Valebø Church (Valebø kirke) is a parish church of the Church of Norway in Skien Municipality in Telemark county, Norway. It is located in the village of Valebø. It is one of the churches for the Gjerpen parish which is part of the Skien prosti (deanery) in the Diocese of Agder og Telemark. The white, wooden church was built in a long church design in 1903 using plans drawn up by the architects H. Lie and A. Sigvartsen. The church seats about 150 people.

==History==
Historically, the Valebø area was part of the Romnes Church parish, but in 1867, the church was closed after a new, larger Holla Church was opened. The people of Valebø then had a much longer journey to church.
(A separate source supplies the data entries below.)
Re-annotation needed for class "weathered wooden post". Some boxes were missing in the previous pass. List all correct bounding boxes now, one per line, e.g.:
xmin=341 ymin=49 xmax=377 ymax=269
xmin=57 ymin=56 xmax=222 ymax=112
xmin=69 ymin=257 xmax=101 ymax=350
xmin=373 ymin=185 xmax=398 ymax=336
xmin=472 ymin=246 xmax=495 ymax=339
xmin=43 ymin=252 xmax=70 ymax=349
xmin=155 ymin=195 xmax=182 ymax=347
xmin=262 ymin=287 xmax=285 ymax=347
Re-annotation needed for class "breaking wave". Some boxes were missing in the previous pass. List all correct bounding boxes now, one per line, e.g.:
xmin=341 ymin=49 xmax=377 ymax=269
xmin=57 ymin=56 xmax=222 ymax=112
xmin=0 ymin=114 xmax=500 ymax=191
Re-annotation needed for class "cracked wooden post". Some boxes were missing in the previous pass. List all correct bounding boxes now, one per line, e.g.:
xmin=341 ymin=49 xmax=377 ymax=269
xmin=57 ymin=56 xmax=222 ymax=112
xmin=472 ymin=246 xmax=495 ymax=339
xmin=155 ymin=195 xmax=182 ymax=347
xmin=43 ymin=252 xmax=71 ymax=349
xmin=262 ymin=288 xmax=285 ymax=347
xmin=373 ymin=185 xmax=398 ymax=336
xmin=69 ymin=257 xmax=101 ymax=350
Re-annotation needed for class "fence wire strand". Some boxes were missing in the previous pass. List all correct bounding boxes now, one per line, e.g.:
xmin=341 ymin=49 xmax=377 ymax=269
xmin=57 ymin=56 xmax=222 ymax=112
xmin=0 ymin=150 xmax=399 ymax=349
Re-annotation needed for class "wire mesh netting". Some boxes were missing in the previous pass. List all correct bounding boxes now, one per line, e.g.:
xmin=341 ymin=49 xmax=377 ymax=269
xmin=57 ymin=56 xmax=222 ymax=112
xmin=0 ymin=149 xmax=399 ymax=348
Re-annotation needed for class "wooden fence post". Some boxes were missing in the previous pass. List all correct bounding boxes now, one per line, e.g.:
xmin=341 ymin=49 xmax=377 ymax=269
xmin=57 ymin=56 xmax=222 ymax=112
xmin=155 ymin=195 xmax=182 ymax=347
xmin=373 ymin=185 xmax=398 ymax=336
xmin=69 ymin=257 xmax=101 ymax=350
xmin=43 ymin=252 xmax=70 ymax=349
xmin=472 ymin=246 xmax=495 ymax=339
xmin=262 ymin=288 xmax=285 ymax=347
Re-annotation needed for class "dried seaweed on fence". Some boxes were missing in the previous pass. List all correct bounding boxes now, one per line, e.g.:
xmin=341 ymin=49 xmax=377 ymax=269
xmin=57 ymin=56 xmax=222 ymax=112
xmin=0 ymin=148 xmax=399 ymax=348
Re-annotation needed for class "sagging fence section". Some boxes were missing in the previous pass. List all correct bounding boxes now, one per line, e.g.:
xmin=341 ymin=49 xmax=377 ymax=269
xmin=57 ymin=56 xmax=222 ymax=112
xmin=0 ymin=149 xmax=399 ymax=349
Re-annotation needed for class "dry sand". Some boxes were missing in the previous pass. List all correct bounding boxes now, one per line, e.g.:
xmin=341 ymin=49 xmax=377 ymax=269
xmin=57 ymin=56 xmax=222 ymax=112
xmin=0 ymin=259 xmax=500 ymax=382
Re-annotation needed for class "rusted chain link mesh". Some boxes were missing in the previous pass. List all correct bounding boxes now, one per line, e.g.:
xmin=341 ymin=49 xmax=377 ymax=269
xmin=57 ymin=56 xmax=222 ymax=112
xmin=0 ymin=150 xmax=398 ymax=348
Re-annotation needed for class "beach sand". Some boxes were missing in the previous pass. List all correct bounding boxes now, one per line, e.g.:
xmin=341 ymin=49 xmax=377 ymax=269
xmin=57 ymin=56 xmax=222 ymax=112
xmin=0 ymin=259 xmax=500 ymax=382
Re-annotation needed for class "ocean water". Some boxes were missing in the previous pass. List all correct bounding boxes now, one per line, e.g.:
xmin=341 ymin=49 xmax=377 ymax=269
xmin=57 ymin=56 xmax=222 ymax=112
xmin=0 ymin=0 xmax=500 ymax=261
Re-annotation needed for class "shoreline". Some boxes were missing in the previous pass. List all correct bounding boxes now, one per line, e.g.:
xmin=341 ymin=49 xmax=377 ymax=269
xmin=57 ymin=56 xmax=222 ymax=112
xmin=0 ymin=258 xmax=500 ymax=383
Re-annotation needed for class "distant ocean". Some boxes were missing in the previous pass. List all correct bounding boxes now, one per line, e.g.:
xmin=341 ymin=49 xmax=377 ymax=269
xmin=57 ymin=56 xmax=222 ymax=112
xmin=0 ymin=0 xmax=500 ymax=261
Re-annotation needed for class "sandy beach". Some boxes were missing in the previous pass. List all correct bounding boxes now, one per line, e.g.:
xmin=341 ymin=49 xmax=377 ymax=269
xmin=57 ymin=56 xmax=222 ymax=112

The parish opened a cemetery in Valebø soon after this, but it was not until around 1900 when permission was given to build an annex chapel in Valebø. It was designed by H. Lie and built by builder Svend Sigurdsen in 1902–1903. The new building was consecrated on 24 June 1903 (midsummer day). The wooden timber-framed long church with a church porch and bell tower on the west end a chancel in the east that has a half-octagon shaped apse. Around the turn of the 21st century, the church was made into a parish church and it was then renamed Valebø Church (instead of the historic name Valebø Chapel).